その方法は、基地での戦いでシルフィが使用した百鬼夜行という技を用いるという事だ。
話を聞く限りでは、脳波を介して思考を共有するという物であるらしいので、上手く行けば、リリィの演算能力で、シルフィの魔法を制御できるかもしれないという賭けだ。
そもそも、リリィにそう言った機能が有るか解らないだけでなく、シルフィの技も、それほど万能であるかもわからないので、マジで賭けである。
だが、それ以外に方法がないので、とにかくやってみる。
「では、私が演算を共有いたしますので、シルフィは作業に集中してください」
「わ、分かった」
「脳波を共有するなら、頭に触れた方が良いと思うぜ」
「こうですか?」
「ああ、そんな感じだ」
アダマントの前に座るシルフィの頭に、リリィはウルフスのアドバイス通り、手を置くと、シルフィは作業を開始する。
シルフィは、早速百鬼夜行を使用し、リリィとリンクしたのを確認し、作業を開始する。
リンクした事で、シルフィは何時にもまして頭がすっきりした感じを覚える。
だが、代わりに大量の情報がシルフィの頭に流れ込んで来る。
シルフィからしてみれば、訳の分からない数字や文字の羅列なのだが、リリィからしてみれば、ただのプログラミング言語だ。
その中には、シルフィの武器に関するデータ等もある為、余計にシルフィの脳に負荷がかかり、数秒でキャパオーバーに成ってしまう。
「ゴフッ」
「シルフィ!!」
「はぁ、おっちゃん、氷とかあるか?」
「ああ、酒用の奴が有るべ」
マサムネが持ってきてくれた氷で、氷嚢を作り、寝かせたシルフィの頭にのせ、応急処置を行う。
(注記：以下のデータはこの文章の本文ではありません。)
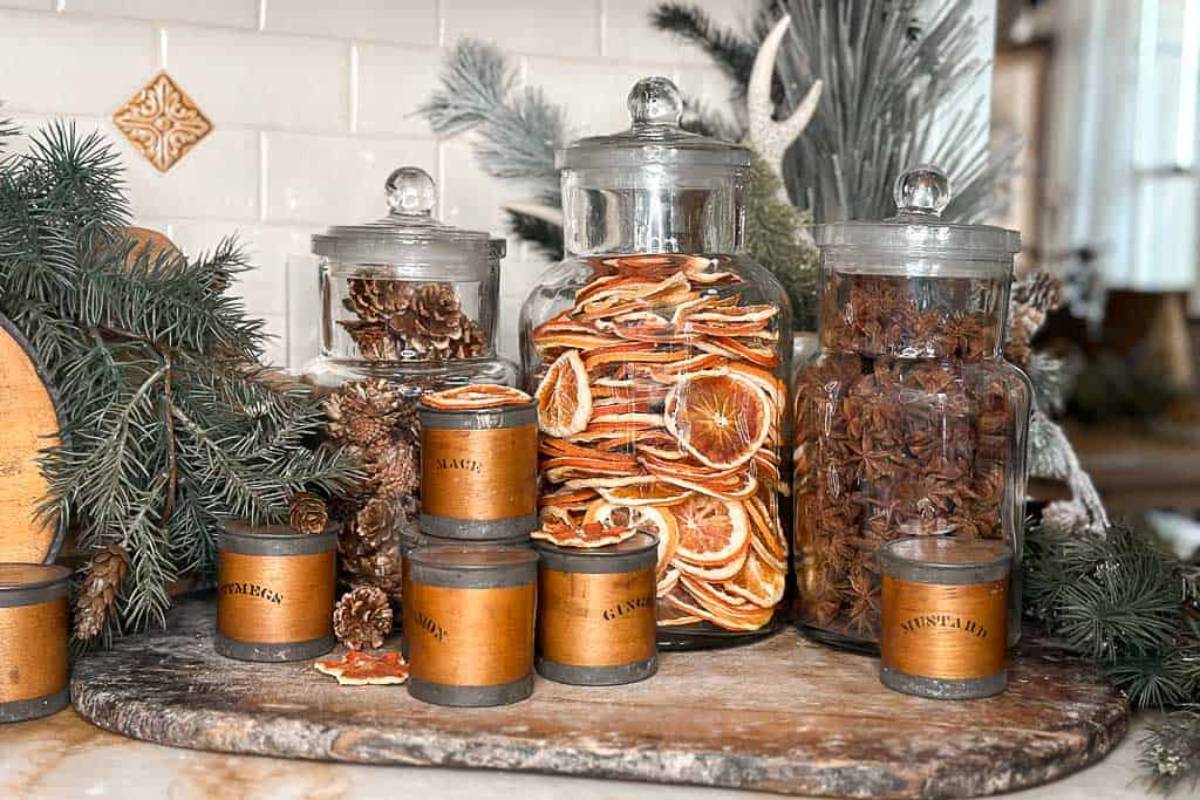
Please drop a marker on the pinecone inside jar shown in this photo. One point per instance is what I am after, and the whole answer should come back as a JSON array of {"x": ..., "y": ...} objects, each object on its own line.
[{"x": 363, "y": 618}]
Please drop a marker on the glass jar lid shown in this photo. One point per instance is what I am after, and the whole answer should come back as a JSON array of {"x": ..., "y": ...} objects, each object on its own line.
[
  {"x": 654, "y": 137},
  {"x": 922, "y": 193},
  {"x": 409, "y": 236}
]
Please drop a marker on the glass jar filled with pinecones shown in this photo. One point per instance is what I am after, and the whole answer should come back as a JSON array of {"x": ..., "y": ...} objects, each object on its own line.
[
  {"x": 409, "y": 306},
  {"x": 910, "y": 422}
]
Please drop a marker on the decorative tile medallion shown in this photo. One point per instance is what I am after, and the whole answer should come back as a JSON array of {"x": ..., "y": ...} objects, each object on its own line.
[{"x": 162, "y": 121}]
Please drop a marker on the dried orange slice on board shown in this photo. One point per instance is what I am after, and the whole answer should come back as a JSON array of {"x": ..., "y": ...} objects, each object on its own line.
[
  {"x": 712, "y": 530},
  {"x": 358, "y": 668},
  {"x": 720, "y": 419},
  {"x": 475, "y": 396},
  {"x": 564, "y": 401}
]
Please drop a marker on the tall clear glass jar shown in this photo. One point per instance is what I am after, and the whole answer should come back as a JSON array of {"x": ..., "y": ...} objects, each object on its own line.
[
  {"x": 659, "y": 354},
  {"x": 408, "y": 307},
  {"x": 909, "y": 421}
]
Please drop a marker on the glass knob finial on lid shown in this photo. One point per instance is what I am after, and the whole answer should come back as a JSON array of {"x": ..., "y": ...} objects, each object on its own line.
[
  {"x": 923, "y": 191},
  {"x": 411, "y": 191},
  {"x": 654, "y": 101}
]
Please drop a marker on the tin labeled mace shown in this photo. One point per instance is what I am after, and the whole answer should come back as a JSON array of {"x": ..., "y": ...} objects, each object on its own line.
[{"x": 943, "y": 617}]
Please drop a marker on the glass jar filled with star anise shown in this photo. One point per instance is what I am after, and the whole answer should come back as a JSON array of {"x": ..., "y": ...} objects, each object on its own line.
[
  {"x": 659, "y": 353},
  {"x": 408, "y": 307},
  {"x": 909, "y": 421}
]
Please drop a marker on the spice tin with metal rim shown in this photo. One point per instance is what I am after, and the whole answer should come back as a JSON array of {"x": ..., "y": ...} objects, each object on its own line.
[
  {"x": 595, "y": 613},
  {"x": 275, "y": 591},
  {"x": 479, "y": 471},
  {"x": 945, "y": 612},
  {"x": 33, "y": 641},
  {"x": 468, "y": 620}
]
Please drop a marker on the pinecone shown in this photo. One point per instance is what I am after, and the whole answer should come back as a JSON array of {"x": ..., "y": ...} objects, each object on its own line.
[
  {"x": 364, "y": 413},
  {"x": 307, "y": 513},
  {"x": 393, "y": 470},
  {"x": 97, "y": 595},
  {"x": 376, "y": 524},
  {"x": 373, "y": 341},
  {"x": 435, "y": 326},
  {"x": 363, "y": 618},
  {"x": 375, "y": 300}
]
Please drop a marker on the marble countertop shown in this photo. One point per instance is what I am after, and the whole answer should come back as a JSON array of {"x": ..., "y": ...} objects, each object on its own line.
[{"x": 66, "y": 758}]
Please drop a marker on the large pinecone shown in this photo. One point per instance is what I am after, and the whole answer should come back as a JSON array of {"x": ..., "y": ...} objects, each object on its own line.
[
  {"x": 435, "y": 325},
  {"x": 307, "y": 513},
  {"x": 97, "y": 595},
  {"x": 375, "y": 300},
  {"x": 363, "y": 618},
  {"x": 365, "y": 411}
]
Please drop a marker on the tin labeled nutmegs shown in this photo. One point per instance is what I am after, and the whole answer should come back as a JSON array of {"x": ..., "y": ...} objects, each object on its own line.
[
  {"x": 275, "y": 593},
  {"x": 597, "y": 613},
  {"x": 945, "y": 617},
  {"x": 33, "y": 641},
  {"x": 479, "y": 463},
  {"x": 468, "y": 620}
]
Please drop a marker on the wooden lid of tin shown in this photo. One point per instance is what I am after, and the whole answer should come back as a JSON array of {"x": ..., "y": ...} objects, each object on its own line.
[
  {"x": 946, "y": 559},
  {"x": 24, "y": 584},
  {"x": 473, "y": 567},
  {"x": 637, "y": 552},
  {"x": 239, "y": 536}
]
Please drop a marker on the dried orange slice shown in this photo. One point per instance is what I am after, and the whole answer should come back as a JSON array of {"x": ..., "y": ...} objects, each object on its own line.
[
  {"x": 564, "y": 401},
  {"x": 647, "y": 519},
  {"x": 357, "y": 668},
  {"x": 475, "y": 396},
  {"x": 720, "y": 419},
  {"x": 640, "y": 494},
  {"x": 759, "y": 582},
  {"x": 712, "y": 530}
]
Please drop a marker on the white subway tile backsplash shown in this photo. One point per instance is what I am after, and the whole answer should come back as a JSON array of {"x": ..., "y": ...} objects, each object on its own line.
[
  {"x": 72, "y": 66},
  {"x": 391, "y": 20},
  {"x": 545, "y": 26},
  {"x": 393, "y": 83},
  {"x": 229, "y": 13},
  {"x": 593, "y": 92},
  {"x": 329, "y": 180},
  {"x": 256, "y": 79}
]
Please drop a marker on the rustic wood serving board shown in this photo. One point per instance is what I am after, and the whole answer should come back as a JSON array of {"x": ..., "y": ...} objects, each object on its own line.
[{"x": 783, "y": 715}]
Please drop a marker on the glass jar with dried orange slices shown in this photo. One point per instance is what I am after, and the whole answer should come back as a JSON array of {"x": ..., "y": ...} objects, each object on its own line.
[{"x": 658, "y": 353}]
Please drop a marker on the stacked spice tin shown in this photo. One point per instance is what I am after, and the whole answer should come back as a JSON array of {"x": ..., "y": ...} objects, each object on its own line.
[{"x": 473, "y": 587}]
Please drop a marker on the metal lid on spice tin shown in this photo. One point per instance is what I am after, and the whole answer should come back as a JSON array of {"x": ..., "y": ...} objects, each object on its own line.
[
  {"x": 637, "y": 552},
  {"x": 27, "y": 584},
  {"x": 472, "y": 567},
  {"x": 239, "y": 536},
  {"x": 946, "y": 559}
]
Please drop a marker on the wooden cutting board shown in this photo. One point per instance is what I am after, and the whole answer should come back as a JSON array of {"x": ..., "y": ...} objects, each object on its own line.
[
  {"x": 29, "y": 422},
  {"x": 783, "y": 715}
]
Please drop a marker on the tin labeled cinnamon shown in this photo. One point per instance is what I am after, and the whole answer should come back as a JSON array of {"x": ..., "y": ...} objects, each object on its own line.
[
  {"x": 33, "y": 641},
  {"x": 275, "y": 593},
  {"x": 945, "y": 617},
  {"x": 597, "y": 613},
  {"x": 469, "y": 624},
  {"x": 479, "y": 467}
]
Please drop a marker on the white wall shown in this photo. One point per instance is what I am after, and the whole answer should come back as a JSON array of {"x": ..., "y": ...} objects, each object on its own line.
[{"x": 311, "y": 103}]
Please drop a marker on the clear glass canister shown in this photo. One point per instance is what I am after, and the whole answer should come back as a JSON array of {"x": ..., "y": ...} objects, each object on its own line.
[
  {"x": 658, "y": 352},
  {"x": 408, "y": 307},
  {"x": 909, "y": 421}
]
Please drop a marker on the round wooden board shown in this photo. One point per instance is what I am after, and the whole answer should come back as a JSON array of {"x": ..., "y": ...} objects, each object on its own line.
[
  {"x": 29, "y": 423},
  {"x": 783, "y": 715}
]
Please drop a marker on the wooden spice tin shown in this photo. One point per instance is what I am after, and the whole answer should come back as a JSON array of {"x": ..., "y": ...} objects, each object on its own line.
[
  {"x": 595, "y": 613},
  {"x": 275, "y": 593},
  {"x": 33, "y": 641},
  {"x": 945, "y": 612},
  {"x": 479, "y": 471},
  {"x": 468, "y": 619}
]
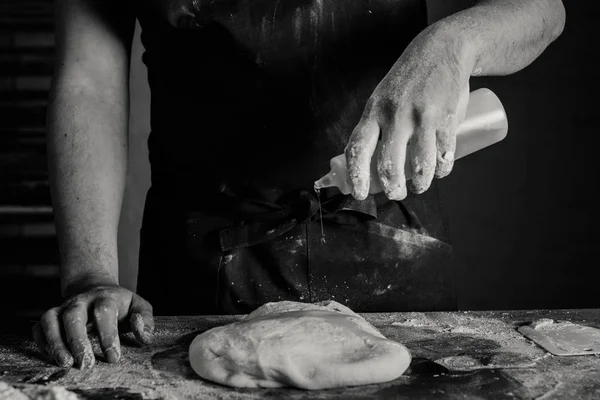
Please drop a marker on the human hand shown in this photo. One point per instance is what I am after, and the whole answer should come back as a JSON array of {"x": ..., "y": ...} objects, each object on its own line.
[
  {"x": 62, "y": 332},
  {"x": 416, "y": 109}
]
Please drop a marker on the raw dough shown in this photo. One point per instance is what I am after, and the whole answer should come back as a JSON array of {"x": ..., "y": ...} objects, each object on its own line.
[{"x": 308, "y": 346}]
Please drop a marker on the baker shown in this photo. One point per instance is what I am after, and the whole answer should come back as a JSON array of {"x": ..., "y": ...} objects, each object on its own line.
[{"x": 250, "y": 101}]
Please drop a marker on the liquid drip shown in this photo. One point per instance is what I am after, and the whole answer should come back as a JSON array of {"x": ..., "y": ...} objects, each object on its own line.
[{"x": 320, "y": 215}]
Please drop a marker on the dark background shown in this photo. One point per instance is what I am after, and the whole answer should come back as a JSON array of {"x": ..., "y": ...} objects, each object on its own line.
[{"x": 521, "y": 213}]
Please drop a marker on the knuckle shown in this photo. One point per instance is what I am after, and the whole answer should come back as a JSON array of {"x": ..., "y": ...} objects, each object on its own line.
[
  {"x": 387, "y": 170},
  {"x": 386, "y": 109},
  {"x": 426, "y": 116}
]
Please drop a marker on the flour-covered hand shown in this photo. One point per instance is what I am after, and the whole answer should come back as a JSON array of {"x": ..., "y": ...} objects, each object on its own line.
[
  {"x": 415, "y": 111},
  {"x": 62, "y": 332}
]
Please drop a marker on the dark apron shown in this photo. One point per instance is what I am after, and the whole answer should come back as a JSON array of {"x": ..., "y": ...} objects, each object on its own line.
[
  {"x": 261, "y": 98},
  {"x": 373, "y": 256}
]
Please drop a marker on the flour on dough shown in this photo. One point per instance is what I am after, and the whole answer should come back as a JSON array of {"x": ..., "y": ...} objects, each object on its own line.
[{"x": 308, "y": 346}]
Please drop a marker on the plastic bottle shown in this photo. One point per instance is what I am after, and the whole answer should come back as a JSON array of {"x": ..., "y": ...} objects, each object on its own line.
[{"x": 485, "y": 123}]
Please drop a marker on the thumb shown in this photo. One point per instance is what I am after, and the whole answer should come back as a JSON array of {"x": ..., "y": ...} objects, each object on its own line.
[{"x": 141, "y": 319}]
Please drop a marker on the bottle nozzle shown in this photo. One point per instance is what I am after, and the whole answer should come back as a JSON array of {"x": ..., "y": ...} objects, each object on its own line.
[{"x": 326, "y": 181}]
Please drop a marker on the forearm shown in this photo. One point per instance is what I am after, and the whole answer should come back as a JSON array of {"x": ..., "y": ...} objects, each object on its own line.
[
  {"x": 87, "y": 150},
  {"x": 505, "y": 36}
]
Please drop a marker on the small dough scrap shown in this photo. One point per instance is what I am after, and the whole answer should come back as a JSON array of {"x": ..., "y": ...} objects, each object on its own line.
[{"x": 308, "y": 346}]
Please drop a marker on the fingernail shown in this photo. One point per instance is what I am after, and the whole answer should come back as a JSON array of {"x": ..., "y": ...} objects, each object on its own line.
[
  {"x": 64, "y": 359},
  {"x": 359, "y": 194},
  {"x": 87, "y": 360},
  {"x": 112, "y": 356},
  {"x": 448, "y": 156},
  {"x": 397, "y": 193},
  {"x": 417, "y": 187}
]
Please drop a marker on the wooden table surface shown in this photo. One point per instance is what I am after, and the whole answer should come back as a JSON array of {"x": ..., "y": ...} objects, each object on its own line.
[{"x": 466, "y": 355}]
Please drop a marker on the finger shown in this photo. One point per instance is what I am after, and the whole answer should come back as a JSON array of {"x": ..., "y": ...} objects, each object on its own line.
[
  {"x": 422, "y": 154},
  {"x": 142, "y": 321},
  {"x": 446, "y": 147},
  {"x": 74, "y": 321},
  {"x": 106, "y": 316},
  {"x": 392, "y": 158},
  {"x": 359, "y": 151},
  {"x": 56, "y": 348}
]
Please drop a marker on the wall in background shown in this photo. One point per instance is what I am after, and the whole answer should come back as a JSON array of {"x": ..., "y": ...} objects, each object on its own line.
[
  {"x": 138, "y": 175},
  {"x": 520, "y": 212},
  {"x": 523, "y": 213}
]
シルフィが回復する間、三人は原因の究明を行い始める。
とはいっても、大体の予想はついている。
「な、何故このような事に」
「大方お前が難しい事ばかり考えてるからだろ?」
単純にリリィの考えている事の全てが、ダイレクトでシルフィに伝わってきたからである。
リリィの何時も考えている事と言えば、シルフィの健康状態や、武器の設計・整備状況、各フィールドの天候、義体のコンディション、その他いろいろである。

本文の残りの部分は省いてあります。